愛之助の六郎は、こういう真面目でいい人の二枚目は無理なくはまる。悪役の亀鶴とのバランスもいいし。

壱太郎のお園は、可愛らしく、一所懸命なのは伝わるが、男勝りに立ち回りを演じて急に女らしくなるところのメリハリがちょっと甘いか。こういう、コミカルな役どころには、余裕のようなものがいるのかも。

斧右衛門の海老蔵はいわゆる〝ご馳走〟だけど、妙に似合ってた。

「口上」

正月から海老蔵の〝にらみ〟を見せてもらった。ご利益があるかは知らないけど。「過去の団十郎には及びませんが」というようなことを言っていたのは、ちょっと殊勝になったのか。けど、勧進帳の説明をするときに、初代からの団十郎が創り上げたものを引き継いだと殊更に言いたてるのはどうなの?血のつながりがあるのは、七代目幸四郎からでしょ。

「勧進帳」

愛之助の富樫は、初役とは思われない安定感。どしりと構えて、弁慶らの演技を受け止める度量が感じられた。声も明瞭で説得力がある。惜しむらくは、相手が海老蔵。この演目は、弁慶と富樫の息詰まるやり取りが魅力なのに、その緊張感があまり感じられなかったのが残念。弁慶と富樫が互角に渡り合う、キャッチボールがうまく噛み合ってないような。

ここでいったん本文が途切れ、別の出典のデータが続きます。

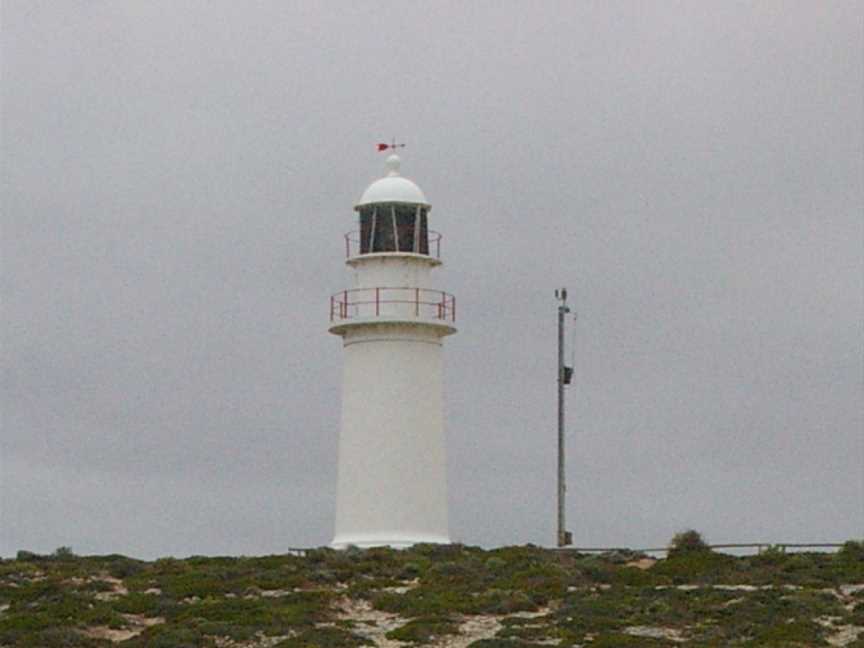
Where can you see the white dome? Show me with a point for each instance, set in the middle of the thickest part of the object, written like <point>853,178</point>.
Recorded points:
<point>392,188</point>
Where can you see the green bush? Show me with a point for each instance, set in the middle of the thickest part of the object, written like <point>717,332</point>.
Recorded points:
<point>685,542</point>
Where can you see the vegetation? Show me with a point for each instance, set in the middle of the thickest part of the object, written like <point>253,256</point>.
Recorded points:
<point>531,596</point>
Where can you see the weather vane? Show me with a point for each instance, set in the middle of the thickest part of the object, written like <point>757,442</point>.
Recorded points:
<point>393,145</point>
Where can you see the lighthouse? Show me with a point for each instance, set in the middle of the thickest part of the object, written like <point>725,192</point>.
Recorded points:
<point>392,488</point>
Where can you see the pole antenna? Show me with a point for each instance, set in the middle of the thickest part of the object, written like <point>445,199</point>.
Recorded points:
<point>565,374</point>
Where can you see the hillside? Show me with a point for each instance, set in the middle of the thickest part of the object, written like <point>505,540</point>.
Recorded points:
<point>512,597</point>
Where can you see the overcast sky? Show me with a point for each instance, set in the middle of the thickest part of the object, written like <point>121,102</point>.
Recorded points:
<point>177,178</point>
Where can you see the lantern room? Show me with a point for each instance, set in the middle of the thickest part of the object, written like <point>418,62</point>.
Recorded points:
<point>394,216</point>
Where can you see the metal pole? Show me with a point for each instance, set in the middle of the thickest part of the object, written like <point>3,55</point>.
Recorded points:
<point>562,488</point>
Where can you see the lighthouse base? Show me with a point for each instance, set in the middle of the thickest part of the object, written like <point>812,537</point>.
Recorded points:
<point>392,540</point>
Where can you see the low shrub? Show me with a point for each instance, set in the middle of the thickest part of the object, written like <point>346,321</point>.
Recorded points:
<point>686,542</point>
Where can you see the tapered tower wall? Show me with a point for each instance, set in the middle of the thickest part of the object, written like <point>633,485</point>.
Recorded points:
<point>392,469</point>
<point>392,488</point>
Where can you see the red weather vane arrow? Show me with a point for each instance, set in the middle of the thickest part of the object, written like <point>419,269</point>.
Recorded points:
<point>393,145</point>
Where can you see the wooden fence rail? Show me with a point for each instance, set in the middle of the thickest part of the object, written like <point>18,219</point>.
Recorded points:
<point>759,546</point>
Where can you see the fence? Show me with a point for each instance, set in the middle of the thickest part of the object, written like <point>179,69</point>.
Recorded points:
<point>758,546</point>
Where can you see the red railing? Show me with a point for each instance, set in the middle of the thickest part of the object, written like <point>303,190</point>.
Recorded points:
<point>352,244</point>
<point>403,303</point>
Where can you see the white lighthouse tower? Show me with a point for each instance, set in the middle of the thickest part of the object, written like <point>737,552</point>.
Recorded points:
<point>392,473</point>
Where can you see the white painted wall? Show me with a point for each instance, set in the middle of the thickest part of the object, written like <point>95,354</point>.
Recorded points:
<point>392,467</point>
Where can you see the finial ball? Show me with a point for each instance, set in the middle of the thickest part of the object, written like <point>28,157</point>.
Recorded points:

海老蔵の弁慶は、俺が俺が、という感じで、周りと調和せず、一人浮き上がって見えた。羽目板を踏み鳴らすのも、やたら煩いし。海老蔵だけを観たいファンにはこういうやり方もアリなのかもしれないが。

以前、弁慶=仁左衛門、富樫=勘三郎、義経=玉三郎で観た勧進帳があまりに素晴らし過ぎたので、これと比べるのは無理があるのだろうけど。

2013年1月3日木曜日

12月9日十二月大歌舞伎 夜の部

「籠釣瓶花街酔醒」

菊之助の八ツ橋が美しい。この話は八橋の圧倒的な美しさがないと成り立たないので、そういう意味では◎。見染めの微笑みは、謎めいて、思わせぶり。玉三郎の、この世のものとは思われない、吸い寄せられるような怪しい魅力があったのとは一味違うが、これはこれで、惹きつけられる。

良かったのは、愛想尽かし。何の罪もない、お得意様を無下にしなくてはならない辛さが、存分に感じられた。思うに、菊之助の八橋はリアルな女なのだ。きっとどこかの遊廓にいたような、いい意味で俗っぽい。

菊五郎の次郎左衛門は、あっさり。一見物足りなくも感じたが、これもある意味リアルなのだろう。顔が白くて、あばたが浮いて見えたのに、ちょっと違和感を感じた。

七越の松也が美し。


「奴道成寺」

三津五郎はやはり、踊りうまいな〜。